第10話 野球しようぜ(4)

 クリスが内野の半分を薙ぎ払い、ラグナがもう半分を焼き払ったところで、ちょうど昼飯時になった。

 大人たちの号令で昼休憩に入った僕らは、ひとまずそれぞれの自宅に帰った。


 勝手口をくぐるとやはり向こうの世界に比べると蒸し暑くて、たちまち汗が噴き出した。

「ただいまー。やっぱりこっちは暑いね」と話しかけながら室内に入ると、父さんがちゃぶ台に胡坐をかいて一足先にそうめんをすすっていた。


「お帰り。先食ってるぞ」

 こんな時間に家にいるとは思わなかった。

「父さん、お昼に家にいるなんて珍しいね」

「いやもう、就活とはいえスーツが暑くてさあ。シャツもびしょ濡れなんで、着替えに戻ったんだ。このへん、そんなに涼しいところあるのか?」

 しまった。父さんにはまだ勝手口のことは教えていないのだ。

「水路のほうでしょ。だめよ、あそこは危ないんだから」

 台所から出てきた母さんが、助け舟を出してくれた。

「あんたたち涼しくていいかもしれないけど、母さんは台所で汗だくで茹でてるんですからね。ああ、おいしそー!いただきます!」

 透き通ったガラスの大きな器にたっぷりのそうめん。めんつゆに薬味のミョウガとネギ。そしてさらにはおかずのかき揚げ。母さんが僕らの昼食に愛情を注ぐほど、台所が暑くなる寸法だ。申し訳なさを感じながらも、僕らはあっという間に平らげた。


 先に食べ終わったのに、うだうだと出かけようとしない父さんを横目で見ながら、僕は午後に必要な機材について考えていた。農機具ならいくらでもあるが、土を均して固めるような道具はうちにあるのだろうか。

「あ~、出かけたくな~い~」

 はよ出かけろ、と心の中でツッコミを入れながら、

「そういえば、父さんってよくプロ野球とか甲子園見てるよね。野球やってたの?」

 と聞いてみた。

「ん、ま、そうだな…そこそこ?」

 あ、これはやってないな。間違いない。

「ケラ子とキャッチボールでもしようと思うんだけど、ゴムボールとか、町のほうで売ってないかな」

 父さんの顔がにわかに明るくなった。

「なんだなんだ、急にお兄ちゃんらしくなったじゃないか」

「いや、そんなんじゃないよ。なあ」

 本当にそんなのではなかったので、急に気恥ずかしくなってケラ子のほうを見た。

「ケラ子…?」

 ケラ子が珍しくふてくされていた。

「どうした?」

「何でもないよぅ」

 考え直してみると、心当たりがないでもなかった。昨日は三人でゆるゆると遊んでいたのに、今日の作業はいきなり大所帯で、しかも午前中が終わったのにまだ遊べていない。しかも年の近い女の子の友達もいないとくれば、むくれているのも納得というものだ。

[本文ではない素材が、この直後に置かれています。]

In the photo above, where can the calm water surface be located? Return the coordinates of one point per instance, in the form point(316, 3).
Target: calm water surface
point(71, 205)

「おとうさん、そろそろ出なきゃいけないんじゃないの?」

「ああ、そうだな。おもちゃの野球セットが売ってないか、気をつけとくよ」

 母さんに咎められ、父は背広を肩にひっかけていそいそと出かけていった。

 それを見送ってから、僕はケラ子に弁解した。

「今日は作業ばかりでつまんないよな。午後は少しでも遊べるように、みんなに相談するよ」

「うん。…あのね」

 少し照れた顔でケラ子が言った。

「ケラ子、みんなも嫌いじゃないけど、にいちゃと遊びたい」

 嬉しいことを言ってくれる。

「わかった。遊ぼうな」

 実のところ僕のほうだって、クリスの身体能力を見せつけられて、気が重かったのである。


 台所から戻ってきた母さんが、

「それで、今日は向こうで何してるの?」

 と尋ねてきた。

「昨日の野球ごっこの話が大きくなって、いま大人と一緒に野球場を作ってる」

 まったくあの人たちは、と母さんは笑いながら一人で納得していた。心当たりのある人物が何人かいるのだろう。

「あとで母さんも、様子を見に行くわね」

 何か含みのある口調を気にしながら、僕たちはショベルと一輪車、それに軍手を多めに持って、勝手口を通って村に向かった。